Parakeet CTC English (en-US)#

Deploy the Parakeet CTC English (en-US) model as a NIM container and run streaming or offline transcription.

Deploy the NIM Container#

For the container image, refer to the NGC catalog.

The following command deploys the Parakeet CTC English (en-US) model with the mode=all inference mode, which enables both streaming and offline inference.

export CONTAINER_ID=parakeet-1-1b-ctc-en-us
export NIM_TAGS_SELECTOR="mode=all,vad=default,diarizer=disabled"

docker run -it --rm --name=$CONTAINER_ID \
  --runtime=nvidia \
  --gpus '"device=0"' \
  --shm-size=8GB \
  -e NGC_API_KEY \
  -e NIM_HTTP_API_PORT=9000 \
  -e NIM_GRPC_API_PORT=50051 \
  -p 9000:9000 \
  -p 50051:50051 \
  -e NIM_TAGS_SELECTOR \
  nvcr.io/nim/nvidia/$CONTAINER_ID:latest

For additional profile options, refer to the ASR support matrix.

The NIM bundles the punctuation and capitalization (PnC) model, but punctuation is off by default. To include punctuation and capitalization in the output, pass --automatic-punctuation at inference time as shown in the following examples.

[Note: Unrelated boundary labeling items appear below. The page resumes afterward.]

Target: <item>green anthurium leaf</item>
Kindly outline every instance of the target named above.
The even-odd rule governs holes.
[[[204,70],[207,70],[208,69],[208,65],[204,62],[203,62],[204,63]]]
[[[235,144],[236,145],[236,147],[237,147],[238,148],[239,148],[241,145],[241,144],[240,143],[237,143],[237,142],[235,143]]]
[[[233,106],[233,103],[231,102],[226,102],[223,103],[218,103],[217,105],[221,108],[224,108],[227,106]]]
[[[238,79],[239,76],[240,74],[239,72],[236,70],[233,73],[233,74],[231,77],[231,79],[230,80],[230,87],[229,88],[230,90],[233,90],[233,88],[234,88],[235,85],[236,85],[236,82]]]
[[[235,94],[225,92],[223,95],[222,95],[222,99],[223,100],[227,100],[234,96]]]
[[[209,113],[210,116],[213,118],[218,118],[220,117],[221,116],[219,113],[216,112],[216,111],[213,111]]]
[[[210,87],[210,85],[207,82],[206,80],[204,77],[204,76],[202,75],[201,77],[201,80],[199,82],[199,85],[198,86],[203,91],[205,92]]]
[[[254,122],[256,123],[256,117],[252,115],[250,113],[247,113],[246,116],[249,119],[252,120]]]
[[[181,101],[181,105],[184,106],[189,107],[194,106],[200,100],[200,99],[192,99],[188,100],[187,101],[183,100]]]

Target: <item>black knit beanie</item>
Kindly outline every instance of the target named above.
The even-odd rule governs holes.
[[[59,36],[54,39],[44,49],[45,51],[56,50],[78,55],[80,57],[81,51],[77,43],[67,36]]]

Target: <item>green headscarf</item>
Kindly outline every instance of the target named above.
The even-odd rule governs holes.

Prepare a Sample Audio File#

To list the sample audio files bundled in the container, run the following command:

docker exec $CONTAINER_ID ls /opt/riva/wav/

This should return a list of sample audio files. For example:

en-US_sample.wav

To copy a sample audio file to your local machine, run the following command:

docker cp $CONTAINER_ID:/opt/riva/wav/en-US_sample.wav .

Run Inference#

Run inference on the sample audio file in streaming or offline mode.

Streaming#

Ensure the NIM is deployed with a streaming mode model. Verify by running:

python3 python-clients/scripts/asr/transcribe_file.py \
  --server 0.0.0.0:50051 \
  --list-models

You should refer to a model with streaming in the name. The input speech file is streamed to the service chunk-by-chunk.

gRPC

python3 python-clients/scripts/asr/transcribe_file.py \
  --server 0.0.0.0:50051 \
  --language-code en-US --automatic-punctuation \
  --input-file en-US_sample.wav

Realtime

python3 python-clients/scripts/asr/realtime_asr_client.py \
  --server 0.0.0.0:9000 \
  --language-code en-US --automatic-punctuation \
  --input-file en-US_sample.wav

Offline#

Ensure the NIM is deployed with an offline mode model. Verify by running:

python3 python-clients/scripts/asr/transcribe_file_offline.py \
  --server 0.0.0.0:50051 \
  --list-models

You should refer to a model with offline in the name. The input speech file is sent to the service in one shot.

gRPC

python3 python-clients/scripts/asr/transcribe_file_offline.py \
  --server 0.0.0.0:50051 \
  --language-code en-US --automatic-punctuation \
  --input-file en-US_sample.wav

HTTP

curl -s http://0.0.0.0:9000/v1/audio/transcriptions -F language=en-US \
  -F file="@en-US_sample.wav"